レトロなタバコ屋。タイル張りのデザインにステンドグラスが昭和の時代を思い出します。ショーケースは銀のシートで覆われていました。
鞆の浦の町中への車の乗り入れは控えて
古い町並みが残ったままの情緒あふれる鞆の浦ですが、道路も大部分が江戸時代から継承されたものであるため、町中を走る県道47号線を含め、道幅狭小区間が存在しています。それでも車の交通量はそれなりにあり、小型タイプのバスも運行されているなか、道幅や対向車を確認せずに突き進んでしまうと、離合に時間を要し、渋滞が発生するなど、窮屈な運転を強いられます。
この問題を解決するために、港の一部を埋め立てて、海側に橋を架けるというバイパス設置計画がありましたが、景観保護の観点から反対があり、事業計画は中止に。代替案として、山側にトンネルを作ろうとしていますが、用地買収が進んでいないらしく 完成の目途が立っていない模様です。
つまり、問題を抱えつつも解決には向かっておらず、観光客への呼びかけとして、鞆の浦の町中への車の乗り入れを控え、手前の駐車場を利用するか、グリーンラインを利用して大きく迂回することが推奨するといった案内に留まっています。
鞆の浦へのアクセス
鞆の浦は、福山駅から南へおよそ14kmの場所にあります。
車で行く場合、福山市街地側からなら前述の通り、鞆の浦への町中への車の乗り入れは避けて、手前の鞆の浦観光駐車場へ。尾道市側から海側を走るなら、グリーンロード利用による迂回ルートで、鞆の浦観光駐車場へ。

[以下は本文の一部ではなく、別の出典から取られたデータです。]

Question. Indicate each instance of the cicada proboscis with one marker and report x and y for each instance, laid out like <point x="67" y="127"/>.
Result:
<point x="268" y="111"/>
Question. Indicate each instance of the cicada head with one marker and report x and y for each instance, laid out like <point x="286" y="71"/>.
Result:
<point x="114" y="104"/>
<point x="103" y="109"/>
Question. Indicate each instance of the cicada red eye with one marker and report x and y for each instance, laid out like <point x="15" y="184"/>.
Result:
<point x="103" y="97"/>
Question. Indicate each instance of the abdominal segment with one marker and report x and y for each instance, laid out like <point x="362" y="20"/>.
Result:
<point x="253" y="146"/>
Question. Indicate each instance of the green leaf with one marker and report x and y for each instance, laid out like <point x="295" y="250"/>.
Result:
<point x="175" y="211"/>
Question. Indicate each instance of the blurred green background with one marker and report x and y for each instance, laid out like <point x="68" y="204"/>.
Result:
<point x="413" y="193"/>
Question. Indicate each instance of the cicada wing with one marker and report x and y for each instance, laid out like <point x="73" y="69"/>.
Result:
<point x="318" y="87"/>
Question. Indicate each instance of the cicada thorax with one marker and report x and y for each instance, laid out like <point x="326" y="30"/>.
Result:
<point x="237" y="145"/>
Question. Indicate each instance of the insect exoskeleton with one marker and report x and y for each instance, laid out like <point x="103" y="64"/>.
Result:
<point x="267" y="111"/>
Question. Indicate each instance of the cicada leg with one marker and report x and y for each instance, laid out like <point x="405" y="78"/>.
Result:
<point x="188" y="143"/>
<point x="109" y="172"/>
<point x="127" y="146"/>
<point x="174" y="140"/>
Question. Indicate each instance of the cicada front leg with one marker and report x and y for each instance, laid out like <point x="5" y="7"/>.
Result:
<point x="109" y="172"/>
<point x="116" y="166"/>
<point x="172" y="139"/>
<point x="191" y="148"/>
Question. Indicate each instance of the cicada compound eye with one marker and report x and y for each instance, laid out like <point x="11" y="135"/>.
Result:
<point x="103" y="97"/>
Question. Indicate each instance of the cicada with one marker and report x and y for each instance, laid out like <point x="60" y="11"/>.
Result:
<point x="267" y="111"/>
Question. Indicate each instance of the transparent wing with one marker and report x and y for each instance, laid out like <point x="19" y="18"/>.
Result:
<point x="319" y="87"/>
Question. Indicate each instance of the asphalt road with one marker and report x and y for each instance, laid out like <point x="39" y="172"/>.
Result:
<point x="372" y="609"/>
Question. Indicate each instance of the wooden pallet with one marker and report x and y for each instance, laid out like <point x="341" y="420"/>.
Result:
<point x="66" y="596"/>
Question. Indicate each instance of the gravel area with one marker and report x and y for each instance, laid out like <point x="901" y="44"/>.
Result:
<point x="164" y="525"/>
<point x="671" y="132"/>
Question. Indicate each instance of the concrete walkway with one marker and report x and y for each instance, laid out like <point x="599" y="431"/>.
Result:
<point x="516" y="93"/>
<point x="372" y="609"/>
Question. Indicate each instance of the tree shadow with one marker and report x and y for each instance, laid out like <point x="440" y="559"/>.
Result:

車以外なら、福山駅からトモテツバス(路線バス)が運行されています。乗車時間は30分ほど。また、福山駅からだとレンタサイクルという手段もあります。これなら1日わずか150円。
そしてもう1つ、尾道と鞆の浦はフェリー(瀬戸内クルージング)で繋がっています。乗車時間は1時間ほど。筆者も、鞆の浦から尾道に向けて利用したことがあります。クルーズ船は、鞆の浦旅客船ターミナルを出港直後は弁財天 福寿堂を海側から眺め、内海大橋や尾道大橋をくぐって尾道までの景色を海側から眺望、さらに造船所近くを通るルートで、なかなか迫力がありました。